# Elliot Christmas tree caricature has color



## Watcheye (Dec 1, 2009)

Hes so darn cute! I am thinking of what to put in the background. Perhaps a window with snow falling or a mantle with stockings. Or stall doors with stockings. Who knows...




Id LOVE to have the time to do this over in photoshop!

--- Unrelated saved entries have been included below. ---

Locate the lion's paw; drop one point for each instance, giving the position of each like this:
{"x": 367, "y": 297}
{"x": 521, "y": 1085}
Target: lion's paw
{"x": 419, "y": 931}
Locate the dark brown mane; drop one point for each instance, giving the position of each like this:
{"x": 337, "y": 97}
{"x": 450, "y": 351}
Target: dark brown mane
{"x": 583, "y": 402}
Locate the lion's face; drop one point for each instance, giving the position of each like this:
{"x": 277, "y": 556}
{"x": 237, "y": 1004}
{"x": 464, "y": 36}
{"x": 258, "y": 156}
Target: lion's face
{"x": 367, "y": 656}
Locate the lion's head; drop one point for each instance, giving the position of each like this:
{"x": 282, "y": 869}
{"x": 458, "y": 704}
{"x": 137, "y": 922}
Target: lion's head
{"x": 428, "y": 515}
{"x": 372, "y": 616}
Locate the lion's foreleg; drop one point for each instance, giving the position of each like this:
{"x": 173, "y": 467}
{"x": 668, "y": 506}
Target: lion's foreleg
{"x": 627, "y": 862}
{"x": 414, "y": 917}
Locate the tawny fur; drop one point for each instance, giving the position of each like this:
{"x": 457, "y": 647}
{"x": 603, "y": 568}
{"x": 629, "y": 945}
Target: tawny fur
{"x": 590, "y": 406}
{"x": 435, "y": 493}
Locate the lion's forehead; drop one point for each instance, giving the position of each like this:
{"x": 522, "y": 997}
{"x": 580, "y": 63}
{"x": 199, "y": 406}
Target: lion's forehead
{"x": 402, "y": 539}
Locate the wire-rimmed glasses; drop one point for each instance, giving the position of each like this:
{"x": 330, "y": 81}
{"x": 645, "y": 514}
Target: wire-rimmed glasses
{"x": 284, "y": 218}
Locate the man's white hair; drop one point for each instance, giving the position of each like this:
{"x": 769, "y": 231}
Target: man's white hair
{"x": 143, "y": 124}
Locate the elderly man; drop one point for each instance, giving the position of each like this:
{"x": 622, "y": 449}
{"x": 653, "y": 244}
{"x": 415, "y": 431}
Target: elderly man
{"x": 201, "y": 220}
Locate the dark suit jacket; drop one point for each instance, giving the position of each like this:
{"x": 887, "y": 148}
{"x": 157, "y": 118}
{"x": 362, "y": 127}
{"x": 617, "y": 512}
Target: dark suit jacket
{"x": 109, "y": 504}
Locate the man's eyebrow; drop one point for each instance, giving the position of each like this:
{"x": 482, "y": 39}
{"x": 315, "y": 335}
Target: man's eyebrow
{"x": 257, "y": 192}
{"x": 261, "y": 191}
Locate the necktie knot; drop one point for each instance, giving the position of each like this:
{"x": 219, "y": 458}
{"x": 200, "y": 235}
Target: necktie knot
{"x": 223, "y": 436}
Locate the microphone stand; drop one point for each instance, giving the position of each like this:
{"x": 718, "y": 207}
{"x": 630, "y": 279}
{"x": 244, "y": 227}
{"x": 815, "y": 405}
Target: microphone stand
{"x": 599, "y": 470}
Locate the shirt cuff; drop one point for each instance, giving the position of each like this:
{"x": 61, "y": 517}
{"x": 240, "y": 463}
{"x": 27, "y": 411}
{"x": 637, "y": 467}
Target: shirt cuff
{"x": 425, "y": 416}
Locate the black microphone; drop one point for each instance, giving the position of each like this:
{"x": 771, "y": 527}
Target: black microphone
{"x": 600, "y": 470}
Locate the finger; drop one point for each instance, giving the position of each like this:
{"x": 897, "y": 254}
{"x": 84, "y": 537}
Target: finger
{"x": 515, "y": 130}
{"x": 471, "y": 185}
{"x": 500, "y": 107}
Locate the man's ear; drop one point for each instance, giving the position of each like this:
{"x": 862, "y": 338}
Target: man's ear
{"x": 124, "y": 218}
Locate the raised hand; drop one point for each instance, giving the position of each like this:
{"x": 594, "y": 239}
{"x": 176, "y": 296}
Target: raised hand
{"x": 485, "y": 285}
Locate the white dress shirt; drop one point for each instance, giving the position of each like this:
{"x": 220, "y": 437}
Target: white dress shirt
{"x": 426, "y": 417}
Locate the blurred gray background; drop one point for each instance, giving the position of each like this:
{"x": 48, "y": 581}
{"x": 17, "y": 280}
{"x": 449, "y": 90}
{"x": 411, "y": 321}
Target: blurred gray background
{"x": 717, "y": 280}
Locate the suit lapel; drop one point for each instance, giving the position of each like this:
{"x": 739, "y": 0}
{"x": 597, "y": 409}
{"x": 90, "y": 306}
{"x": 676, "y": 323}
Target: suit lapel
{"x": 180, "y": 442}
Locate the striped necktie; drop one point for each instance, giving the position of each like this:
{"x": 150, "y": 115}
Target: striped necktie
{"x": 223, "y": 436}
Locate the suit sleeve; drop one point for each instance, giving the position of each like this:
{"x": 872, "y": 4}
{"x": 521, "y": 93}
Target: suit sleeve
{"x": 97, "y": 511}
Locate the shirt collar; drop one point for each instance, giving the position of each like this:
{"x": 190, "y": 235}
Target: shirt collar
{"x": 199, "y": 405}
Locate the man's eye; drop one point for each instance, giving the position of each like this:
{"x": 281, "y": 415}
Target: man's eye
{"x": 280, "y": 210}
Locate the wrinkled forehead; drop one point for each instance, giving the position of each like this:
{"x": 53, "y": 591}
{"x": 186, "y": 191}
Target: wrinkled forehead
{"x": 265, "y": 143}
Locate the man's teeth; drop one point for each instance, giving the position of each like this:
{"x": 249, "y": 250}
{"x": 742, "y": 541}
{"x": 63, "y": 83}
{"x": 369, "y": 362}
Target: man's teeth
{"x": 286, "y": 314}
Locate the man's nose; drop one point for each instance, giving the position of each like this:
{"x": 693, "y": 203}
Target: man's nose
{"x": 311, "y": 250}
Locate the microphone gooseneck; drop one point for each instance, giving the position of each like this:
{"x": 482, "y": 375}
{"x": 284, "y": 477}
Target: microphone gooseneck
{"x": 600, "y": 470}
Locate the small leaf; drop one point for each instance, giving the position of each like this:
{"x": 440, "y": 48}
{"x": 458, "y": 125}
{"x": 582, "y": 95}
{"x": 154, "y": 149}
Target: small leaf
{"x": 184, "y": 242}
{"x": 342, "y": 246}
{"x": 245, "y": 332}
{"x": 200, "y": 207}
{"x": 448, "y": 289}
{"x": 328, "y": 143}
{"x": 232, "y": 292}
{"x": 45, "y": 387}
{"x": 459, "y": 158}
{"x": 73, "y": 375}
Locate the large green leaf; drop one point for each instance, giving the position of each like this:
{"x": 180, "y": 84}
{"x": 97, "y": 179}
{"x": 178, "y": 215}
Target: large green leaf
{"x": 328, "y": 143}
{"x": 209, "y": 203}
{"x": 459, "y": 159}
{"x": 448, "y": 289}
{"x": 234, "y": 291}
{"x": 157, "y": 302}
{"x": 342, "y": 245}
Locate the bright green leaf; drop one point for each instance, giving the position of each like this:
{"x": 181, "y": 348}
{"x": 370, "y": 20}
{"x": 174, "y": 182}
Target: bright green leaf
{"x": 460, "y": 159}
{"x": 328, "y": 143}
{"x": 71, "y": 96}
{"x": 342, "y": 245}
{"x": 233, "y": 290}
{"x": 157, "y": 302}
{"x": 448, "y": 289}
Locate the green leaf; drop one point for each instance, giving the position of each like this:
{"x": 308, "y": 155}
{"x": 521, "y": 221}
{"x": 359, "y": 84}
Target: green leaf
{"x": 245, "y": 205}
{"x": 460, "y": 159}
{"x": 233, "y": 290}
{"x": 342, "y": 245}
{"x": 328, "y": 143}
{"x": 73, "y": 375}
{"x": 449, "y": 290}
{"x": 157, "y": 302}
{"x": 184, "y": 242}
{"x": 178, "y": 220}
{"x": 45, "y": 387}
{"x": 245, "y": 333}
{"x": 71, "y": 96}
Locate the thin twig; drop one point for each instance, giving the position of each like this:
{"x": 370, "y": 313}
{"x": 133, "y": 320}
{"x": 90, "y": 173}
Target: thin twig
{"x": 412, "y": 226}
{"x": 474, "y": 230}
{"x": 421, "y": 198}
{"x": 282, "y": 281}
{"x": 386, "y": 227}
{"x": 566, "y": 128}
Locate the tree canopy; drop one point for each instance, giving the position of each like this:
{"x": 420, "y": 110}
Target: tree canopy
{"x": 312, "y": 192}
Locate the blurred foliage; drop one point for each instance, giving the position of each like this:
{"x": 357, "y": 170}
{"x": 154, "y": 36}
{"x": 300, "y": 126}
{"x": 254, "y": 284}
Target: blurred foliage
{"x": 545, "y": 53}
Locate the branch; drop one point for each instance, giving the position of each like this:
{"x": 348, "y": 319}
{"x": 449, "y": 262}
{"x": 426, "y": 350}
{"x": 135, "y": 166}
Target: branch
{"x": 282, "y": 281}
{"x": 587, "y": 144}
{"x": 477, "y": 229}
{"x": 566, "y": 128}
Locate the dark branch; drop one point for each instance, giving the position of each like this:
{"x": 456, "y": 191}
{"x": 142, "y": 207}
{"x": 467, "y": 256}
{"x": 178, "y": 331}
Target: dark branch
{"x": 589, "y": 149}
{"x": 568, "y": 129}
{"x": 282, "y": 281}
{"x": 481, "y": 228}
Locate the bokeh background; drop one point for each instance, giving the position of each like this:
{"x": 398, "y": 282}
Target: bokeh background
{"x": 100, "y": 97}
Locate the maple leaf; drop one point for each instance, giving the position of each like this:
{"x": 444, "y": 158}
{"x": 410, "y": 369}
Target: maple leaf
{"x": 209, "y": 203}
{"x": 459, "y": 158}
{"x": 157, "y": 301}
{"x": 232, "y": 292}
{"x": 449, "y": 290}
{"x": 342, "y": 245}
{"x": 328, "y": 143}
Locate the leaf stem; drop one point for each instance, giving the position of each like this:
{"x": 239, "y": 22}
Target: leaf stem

There is pink around his muzzle but it didnt scan too clearly. Its a bit blown out. Im computer impaired!





here is my boy






I love Christmas!


----------



## ljc (Dec 2, 2009)

He can come hang ornaments on my tree anytime!!!! Absolutely adorable.


----------



## barnbum (Dec 2, 2009)

I LOVE it!!!!


----------



## Irish Hills Farm (Dec 2, 2009)

That is soo cute Kaitlin!! I



it.


----------



## MBhorses (Dec 2, 2009)

wow

you have talent. I would love a photo like that .

Great job


----------



## topnotchminis (Dec 2, 2009)

That is so cute!


----------



## Zipper (Dec 2, 2009)

I would love to put that on a plaque and hang it.

It is so adorable


----------



## maplegum (Dec 2, 2009)




----------



## Matt73 (Dec 2, 2009)

Beautiful


----------



## ShaunaL (Dec 4, 2009)

I love it - very playful and creative


----------



## shelly (Dec 4, 2009)

That's very sweet!!! He's a real cutie pie!!!


----------



## Miniv (Dec 4, 2009)

I think any contrasting background behind him would work great..........And then you'd have a wonderful Christmas card!!!

In fact I bet you'd do great selling cards like that in general!!!


----------



## Connie P (Dec 4, 2009)

Awesome Kate!


----------